Ms. Beck said earlier in the day that Noe told her on some occasions that the coin-fund-to-Vintage transfers were "loans." But she also said she didn't recall ever seeing loan documents related to the transfers.
Sue Bahn, another former Vintage employee, testified Tuesday that Noe told her he considered the $50 million in state coin funds "an ATM" he could tap whenever he wanted. She said his spending increased markedly in late 2004, including installation of a $50,000 pool at their Florida home.
Priscilla Livingstone, a former office manager at Vintage Coins and Collectibles, testified that she received a Christmas bonus of $10,000 in 2004. She was one of several former coin shop employees testifying this week.
Priscilla Livingstone, a former Vintage office manager, said she got a $10,000 bonus at Christmas, 2004. Her previous bonuses never exceeded $1,500, she said.
"We had a good year," she said Noe told her.
Throughout the first week of the trial, defense attorneys have routinely elicited testimony showing two things: The state's contract with Noe granted him wide latitude with its money, and Tim LaPointe, a vice president at Vintage, was a key person at the company.
Time and again, Ms. Beck, Ms. Bahn, and Ms. Livingstone said Mr. LaPointe was the day-to-day boss at Vintage who had direct control of computer records such as coin invoices.
All three women have also pointed out that Noe was Mr. LaPointe's boss and was in overall charge of the operation.

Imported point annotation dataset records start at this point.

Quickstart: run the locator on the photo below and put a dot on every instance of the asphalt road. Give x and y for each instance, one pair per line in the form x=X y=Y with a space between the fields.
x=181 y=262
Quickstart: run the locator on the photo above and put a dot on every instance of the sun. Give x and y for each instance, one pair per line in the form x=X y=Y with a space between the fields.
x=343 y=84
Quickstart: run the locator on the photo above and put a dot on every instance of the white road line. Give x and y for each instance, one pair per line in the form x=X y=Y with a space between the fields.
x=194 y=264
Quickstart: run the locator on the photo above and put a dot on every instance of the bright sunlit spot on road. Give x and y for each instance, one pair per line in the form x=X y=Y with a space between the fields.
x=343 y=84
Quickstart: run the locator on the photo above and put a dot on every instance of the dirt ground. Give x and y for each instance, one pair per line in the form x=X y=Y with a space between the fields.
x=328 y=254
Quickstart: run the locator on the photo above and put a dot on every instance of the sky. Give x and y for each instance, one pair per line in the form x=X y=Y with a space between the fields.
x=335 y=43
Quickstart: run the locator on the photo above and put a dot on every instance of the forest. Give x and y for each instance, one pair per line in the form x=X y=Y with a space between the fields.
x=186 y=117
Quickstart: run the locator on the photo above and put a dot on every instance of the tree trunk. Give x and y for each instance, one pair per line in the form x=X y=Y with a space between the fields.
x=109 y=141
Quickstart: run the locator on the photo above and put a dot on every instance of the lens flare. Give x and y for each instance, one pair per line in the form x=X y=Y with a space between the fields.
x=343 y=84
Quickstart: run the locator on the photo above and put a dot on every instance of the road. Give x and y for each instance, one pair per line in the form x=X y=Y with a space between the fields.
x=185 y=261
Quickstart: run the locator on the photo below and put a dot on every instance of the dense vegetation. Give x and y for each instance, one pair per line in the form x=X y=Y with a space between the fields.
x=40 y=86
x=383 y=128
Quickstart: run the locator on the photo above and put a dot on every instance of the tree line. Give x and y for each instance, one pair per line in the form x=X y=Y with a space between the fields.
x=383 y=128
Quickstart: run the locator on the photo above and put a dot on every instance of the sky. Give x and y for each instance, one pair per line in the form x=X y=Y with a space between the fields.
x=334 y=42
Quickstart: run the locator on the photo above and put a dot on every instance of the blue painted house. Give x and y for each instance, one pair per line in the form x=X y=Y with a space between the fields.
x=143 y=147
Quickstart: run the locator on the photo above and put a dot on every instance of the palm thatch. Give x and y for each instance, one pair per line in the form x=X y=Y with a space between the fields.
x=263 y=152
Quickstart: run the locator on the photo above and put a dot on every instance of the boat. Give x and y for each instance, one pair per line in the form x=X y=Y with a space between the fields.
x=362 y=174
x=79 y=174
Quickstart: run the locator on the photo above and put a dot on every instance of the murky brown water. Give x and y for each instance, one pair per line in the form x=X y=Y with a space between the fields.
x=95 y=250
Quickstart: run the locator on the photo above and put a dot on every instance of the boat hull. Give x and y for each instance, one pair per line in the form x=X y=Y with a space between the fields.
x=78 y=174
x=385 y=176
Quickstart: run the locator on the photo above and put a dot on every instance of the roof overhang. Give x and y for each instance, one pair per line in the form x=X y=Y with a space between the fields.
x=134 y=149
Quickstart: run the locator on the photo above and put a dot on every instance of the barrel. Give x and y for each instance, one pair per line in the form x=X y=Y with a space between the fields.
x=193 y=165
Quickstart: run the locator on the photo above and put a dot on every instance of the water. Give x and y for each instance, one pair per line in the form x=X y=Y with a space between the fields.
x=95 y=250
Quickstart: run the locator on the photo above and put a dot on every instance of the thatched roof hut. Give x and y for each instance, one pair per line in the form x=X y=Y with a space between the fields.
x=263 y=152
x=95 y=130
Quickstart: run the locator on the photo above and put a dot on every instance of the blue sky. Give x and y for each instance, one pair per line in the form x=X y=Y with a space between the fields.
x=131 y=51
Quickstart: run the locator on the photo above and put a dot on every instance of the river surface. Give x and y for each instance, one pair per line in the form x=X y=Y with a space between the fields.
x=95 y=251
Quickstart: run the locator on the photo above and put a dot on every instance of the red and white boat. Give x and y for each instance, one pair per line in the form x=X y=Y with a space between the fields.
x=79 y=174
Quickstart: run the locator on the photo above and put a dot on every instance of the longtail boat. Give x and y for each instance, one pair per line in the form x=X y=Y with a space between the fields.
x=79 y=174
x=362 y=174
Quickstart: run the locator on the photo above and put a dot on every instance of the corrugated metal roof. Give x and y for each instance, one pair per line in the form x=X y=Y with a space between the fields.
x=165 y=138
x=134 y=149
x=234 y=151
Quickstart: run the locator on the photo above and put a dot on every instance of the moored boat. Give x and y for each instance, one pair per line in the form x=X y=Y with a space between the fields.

"He was everybody's boss," Ms. Beck said.
Mr. LaPointe has been charged with seven felonies and is considered a co-conspirator with Noe. He is expected to testify later this week for prosecutors, with whom he has a cooperation agreement.
Noe's attorneys have warned jurors that Mr. LaPointe's testimony may be "unreliable" because of his deal with prosecutors.
Prosecutors have agreed to consider recommending leniency at Mr. LaPointe's sentencing depending on his cooperation in the Noe case.
Jurors also heard yesterday that investigators executing a search warrant at Vintage in May, 2005, found Noe's financial records missing.
Howard Hudson III, a former lieutenant with the Ohio Highway Patrol, said he discovered that several file cabinets marked as coin files were empty.
Ms. Beck later testified that those records had been removed more than a week earlier. She said Noe told her they were sent to the Detroit area for copying.
Investigators later secured those records from Noe's defense attorneys at the firm of Thompson Hine LLP in Columbus.
Noe has pleaded not guilty to 44 felony counts against him. He is free pending $500,000 bond.
All three former Vintage employees have testified that they knew little about the sudden demise of the company last year as the criminal investigation of Noe took full flight. The office was "edgy," but Noe and Mr. LaPointe said little.
"I knew something was going on, I just didn't know what," Ms. Livingstone said.
All of the women are currently unemployed.
Another former employee, Rick DeFrances, is expected to testify today, sometime after the cross examination of Mr. Elliott.
Mr. DeFrances handled much of the accounting work for Noe from another site in Ohio. Ms. Beck said she faxed him most of the coin-fund records on a regular basis.